I was listening to Morning Edition this morning when they played a story on HumanLight. For those too lazy to click on links, HumanLight is a Humanist (secular) winter festival that celebrates reason, hope and compassion. It is an attempt to include agnostics, atheists and humanists into the “holiday season.”
I hate this season, and I am constantly looking for new traditions to replace the ones I’ve lost since my parents passed away. So I listened to this report and found myself saying, “hell yeah, this could totally be it!” when I heard the song from the story. It was Tom Waits meets Ellis Paul singing seventh grader poetry. I found my interest in the festival waning.

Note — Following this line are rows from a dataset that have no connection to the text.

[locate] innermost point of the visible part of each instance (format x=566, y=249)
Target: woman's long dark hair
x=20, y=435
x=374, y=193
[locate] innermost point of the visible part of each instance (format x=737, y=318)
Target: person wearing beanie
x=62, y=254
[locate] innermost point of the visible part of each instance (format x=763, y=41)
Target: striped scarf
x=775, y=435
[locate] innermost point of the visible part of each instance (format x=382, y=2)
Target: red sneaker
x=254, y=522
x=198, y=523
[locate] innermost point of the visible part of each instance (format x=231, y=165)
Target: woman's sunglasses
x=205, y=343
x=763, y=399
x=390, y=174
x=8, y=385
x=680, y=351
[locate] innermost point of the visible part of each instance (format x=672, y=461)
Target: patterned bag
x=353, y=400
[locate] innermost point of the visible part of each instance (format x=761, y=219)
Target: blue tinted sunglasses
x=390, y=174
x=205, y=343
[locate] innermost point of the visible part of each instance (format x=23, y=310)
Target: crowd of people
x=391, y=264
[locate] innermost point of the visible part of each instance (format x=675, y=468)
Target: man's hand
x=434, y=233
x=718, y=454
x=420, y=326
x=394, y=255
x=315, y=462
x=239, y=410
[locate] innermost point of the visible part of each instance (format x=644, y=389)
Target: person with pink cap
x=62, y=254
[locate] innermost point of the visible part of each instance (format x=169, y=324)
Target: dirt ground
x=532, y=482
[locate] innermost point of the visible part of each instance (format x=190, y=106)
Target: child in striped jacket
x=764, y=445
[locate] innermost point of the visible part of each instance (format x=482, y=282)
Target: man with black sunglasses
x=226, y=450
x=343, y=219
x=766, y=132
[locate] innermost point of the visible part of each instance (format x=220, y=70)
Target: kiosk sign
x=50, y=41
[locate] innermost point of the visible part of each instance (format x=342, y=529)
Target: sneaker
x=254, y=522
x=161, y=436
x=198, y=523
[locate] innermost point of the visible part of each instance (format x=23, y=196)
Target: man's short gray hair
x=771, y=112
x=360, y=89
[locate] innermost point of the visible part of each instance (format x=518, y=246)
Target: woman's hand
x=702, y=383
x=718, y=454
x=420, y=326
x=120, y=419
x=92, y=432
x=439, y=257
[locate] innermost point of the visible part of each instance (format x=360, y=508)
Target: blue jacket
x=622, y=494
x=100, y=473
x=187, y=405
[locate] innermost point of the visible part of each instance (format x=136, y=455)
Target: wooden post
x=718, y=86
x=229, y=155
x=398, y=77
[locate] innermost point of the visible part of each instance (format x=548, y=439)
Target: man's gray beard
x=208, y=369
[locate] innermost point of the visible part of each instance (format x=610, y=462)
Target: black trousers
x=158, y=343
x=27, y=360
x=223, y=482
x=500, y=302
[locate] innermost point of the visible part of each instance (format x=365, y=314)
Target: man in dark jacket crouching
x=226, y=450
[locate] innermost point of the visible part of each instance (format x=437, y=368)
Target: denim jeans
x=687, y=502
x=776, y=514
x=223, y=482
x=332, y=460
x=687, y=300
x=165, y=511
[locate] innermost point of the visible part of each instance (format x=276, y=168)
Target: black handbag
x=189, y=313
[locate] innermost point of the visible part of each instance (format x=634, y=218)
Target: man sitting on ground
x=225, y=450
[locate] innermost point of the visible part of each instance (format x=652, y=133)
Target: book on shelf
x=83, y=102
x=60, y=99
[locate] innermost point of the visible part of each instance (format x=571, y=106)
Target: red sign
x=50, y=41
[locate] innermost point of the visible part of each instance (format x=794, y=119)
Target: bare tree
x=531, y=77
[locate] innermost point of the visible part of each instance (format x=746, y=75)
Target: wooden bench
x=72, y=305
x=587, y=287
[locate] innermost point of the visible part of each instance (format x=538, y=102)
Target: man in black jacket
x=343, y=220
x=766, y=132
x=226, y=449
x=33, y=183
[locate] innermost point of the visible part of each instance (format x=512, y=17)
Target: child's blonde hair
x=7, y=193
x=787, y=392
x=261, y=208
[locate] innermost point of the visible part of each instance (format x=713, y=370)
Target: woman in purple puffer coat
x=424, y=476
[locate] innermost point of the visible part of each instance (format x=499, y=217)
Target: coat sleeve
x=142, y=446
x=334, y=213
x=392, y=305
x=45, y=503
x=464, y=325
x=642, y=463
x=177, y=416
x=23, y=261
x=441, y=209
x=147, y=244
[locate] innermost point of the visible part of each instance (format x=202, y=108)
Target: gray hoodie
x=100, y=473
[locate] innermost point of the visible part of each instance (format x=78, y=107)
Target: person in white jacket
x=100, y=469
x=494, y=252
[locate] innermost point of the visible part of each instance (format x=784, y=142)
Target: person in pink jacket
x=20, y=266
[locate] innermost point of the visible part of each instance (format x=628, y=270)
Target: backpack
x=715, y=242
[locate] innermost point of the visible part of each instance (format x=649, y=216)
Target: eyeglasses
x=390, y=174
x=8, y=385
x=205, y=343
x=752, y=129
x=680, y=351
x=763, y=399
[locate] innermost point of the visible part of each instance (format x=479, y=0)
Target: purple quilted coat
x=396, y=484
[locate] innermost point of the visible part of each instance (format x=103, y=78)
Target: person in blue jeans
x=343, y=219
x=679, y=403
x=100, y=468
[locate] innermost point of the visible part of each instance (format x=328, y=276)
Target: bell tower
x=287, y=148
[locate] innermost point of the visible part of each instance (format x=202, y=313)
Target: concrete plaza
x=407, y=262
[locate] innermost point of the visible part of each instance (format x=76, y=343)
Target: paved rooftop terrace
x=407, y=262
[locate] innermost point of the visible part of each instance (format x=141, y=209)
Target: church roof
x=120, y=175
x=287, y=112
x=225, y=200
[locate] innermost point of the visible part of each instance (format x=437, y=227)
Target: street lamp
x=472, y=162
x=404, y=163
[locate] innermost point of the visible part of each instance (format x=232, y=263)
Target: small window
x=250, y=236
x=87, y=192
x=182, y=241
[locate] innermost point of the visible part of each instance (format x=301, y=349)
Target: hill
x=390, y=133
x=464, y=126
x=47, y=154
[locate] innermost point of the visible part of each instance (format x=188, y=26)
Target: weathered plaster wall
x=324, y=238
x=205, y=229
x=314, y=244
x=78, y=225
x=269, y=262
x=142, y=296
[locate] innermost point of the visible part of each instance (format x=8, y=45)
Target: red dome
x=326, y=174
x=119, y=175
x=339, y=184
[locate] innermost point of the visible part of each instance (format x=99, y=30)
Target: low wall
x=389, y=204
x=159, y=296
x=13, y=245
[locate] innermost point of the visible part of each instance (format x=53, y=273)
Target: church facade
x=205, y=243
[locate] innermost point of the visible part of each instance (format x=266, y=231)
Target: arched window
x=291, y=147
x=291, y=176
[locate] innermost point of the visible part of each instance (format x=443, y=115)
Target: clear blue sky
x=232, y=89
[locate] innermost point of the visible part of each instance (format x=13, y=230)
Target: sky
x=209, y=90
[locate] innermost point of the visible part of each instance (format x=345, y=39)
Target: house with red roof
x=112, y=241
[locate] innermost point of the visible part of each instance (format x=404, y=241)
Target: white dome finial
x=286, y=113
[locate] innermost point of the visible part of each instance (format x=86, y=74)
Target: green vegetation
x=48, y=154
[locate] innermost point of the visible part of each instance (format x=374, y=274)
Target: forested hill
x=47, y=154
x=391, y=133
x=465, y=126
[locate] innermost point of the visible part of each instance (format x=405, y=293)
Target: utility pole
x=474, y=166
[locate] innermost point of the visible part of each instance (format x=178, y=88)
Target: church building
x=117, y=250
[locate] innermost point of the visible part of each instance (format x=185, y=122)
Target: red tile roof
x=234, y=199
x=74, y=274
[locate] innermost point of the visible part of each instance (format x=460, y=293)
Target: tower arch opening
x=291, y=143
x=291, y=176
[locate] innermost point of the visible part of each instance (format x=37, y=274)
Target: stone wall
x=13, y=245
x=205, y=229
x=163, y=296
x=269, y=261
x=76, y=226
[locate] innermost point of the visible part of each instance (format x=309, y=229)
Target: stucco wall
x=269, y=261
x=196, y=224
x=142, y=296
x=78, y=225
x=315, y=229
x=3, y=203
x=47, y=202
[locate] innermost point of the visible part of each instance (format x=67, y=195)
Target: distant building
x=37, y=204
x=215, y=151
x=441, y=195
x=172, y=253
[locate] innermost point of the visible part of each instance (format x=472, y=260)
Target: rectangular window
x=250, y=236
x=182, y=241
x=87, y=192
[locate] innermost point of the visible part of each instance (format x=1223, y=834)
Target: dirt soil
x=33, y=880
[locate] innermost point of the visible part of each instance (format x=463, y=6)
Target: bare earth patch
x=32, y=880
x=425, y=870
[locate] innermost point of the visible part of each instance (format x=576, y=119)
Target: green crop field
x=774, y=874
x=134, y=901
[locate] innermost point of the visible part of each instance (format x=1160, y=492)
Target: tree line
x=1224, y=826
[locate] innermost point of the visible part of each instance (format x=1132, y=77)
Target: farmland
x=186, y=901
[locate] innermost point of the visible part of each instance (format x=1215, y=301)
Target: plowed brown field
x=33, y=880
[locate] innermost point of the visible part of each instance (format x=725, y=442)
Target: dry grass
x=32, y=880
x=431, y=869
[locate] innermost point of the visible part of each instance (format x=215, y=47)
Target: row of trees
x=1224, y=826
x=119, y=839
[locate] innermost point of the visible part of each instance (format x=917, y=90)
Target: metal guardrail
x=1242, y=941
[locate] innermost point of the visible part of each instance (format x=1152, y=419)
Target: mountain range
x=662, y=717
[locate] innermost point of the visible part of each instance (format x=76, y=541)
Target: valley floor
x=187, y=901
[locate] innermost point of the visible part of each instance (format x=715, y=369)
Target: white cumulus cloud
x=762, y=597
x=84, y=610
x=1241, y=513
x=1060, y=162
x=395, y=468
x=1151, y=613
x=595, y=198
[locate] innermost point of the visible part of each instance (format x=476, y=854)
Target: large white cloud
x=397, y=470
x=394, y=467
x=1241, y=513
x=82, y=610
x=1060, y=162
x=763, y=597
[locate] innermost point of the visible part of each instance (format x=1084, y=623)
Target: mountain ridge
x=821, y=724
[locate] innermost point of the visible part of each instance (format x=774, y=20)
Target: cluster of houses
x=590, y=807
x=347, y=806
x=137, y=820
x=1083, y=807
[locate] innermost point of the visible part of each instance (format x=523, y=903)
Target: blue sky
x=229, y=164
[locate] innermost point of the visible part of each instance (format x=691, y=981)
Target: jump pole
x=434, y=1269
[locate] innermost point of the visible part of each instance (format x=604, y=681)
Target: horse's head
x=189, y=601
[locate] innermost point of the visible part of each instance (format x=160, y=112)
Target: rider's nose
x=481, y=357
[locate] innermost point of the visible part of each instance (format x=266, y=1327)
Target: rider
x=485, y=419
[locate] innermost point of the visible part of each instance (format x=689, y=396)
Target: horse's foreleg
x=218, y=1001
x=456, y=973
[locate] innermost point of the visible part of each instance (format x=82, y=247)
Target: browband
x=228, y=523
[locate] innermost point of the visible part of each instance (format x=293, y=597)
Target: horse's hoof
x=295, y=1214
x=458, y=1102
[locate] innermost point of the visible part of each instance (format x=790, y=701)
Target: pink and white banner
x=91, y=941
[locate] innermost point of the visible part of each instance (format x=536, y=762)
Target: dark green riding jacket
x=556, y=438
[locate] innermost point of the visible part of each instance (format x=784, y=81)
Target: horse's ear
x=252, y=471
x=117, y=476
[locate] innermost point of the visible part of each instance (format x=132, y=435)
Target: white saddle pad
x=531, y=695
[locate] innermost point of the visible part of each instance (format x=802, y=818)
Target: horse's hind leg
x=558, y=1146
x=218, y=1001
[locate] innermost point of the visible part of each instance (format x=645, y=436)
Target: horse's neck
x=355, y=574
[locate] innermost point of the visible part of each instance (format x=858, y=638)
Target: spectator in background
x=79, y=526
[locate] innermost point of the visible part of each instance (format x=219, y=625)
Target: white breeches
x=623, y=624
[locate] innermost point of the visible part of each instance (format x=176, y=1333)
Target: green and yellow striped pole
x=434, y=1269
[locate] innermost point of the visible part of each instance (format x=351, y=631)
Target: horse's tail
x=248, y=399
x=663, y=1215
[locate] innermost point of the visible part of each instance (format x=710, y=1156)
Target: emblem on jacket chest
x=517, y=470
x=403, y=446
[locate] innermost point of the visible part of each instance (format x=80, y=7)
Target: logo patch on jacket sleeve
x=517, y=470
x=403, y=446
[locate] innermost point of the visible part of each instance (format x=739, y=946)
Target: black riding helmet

I like the idea of a non-religious festival celebrating humanistic ideals. I do not like the idea of soppy poetry with gruff lyrics. My favorite Christmas Song, Fairytale of New York, is not your typical “holiday song” but it has more meaning to me than Silent Night.
So while I search for replacement traditions, fill me in on your own: When do you open presents? What kind of presents do you give and receive? How does your family celebrate this season?
The posts regarding Christian Nationalism has led me to ask, what do you believe and why?
I was raised Roman Catholic and I want to believe in the tenets of the church. I really do. At the same time, I am drawn to Secular Humanism as well. The question I consistently deal with is “Do I still believe in God?”
So, dear reader, what do you believe. If you want to quote something, please expand on the quote. I am extremely interested in reading about other’s beliefs. I’ll write up more about mine after work tonight.
Anonymous sent this to me in an email. Here is a snippet of this person’s insightful thoughts.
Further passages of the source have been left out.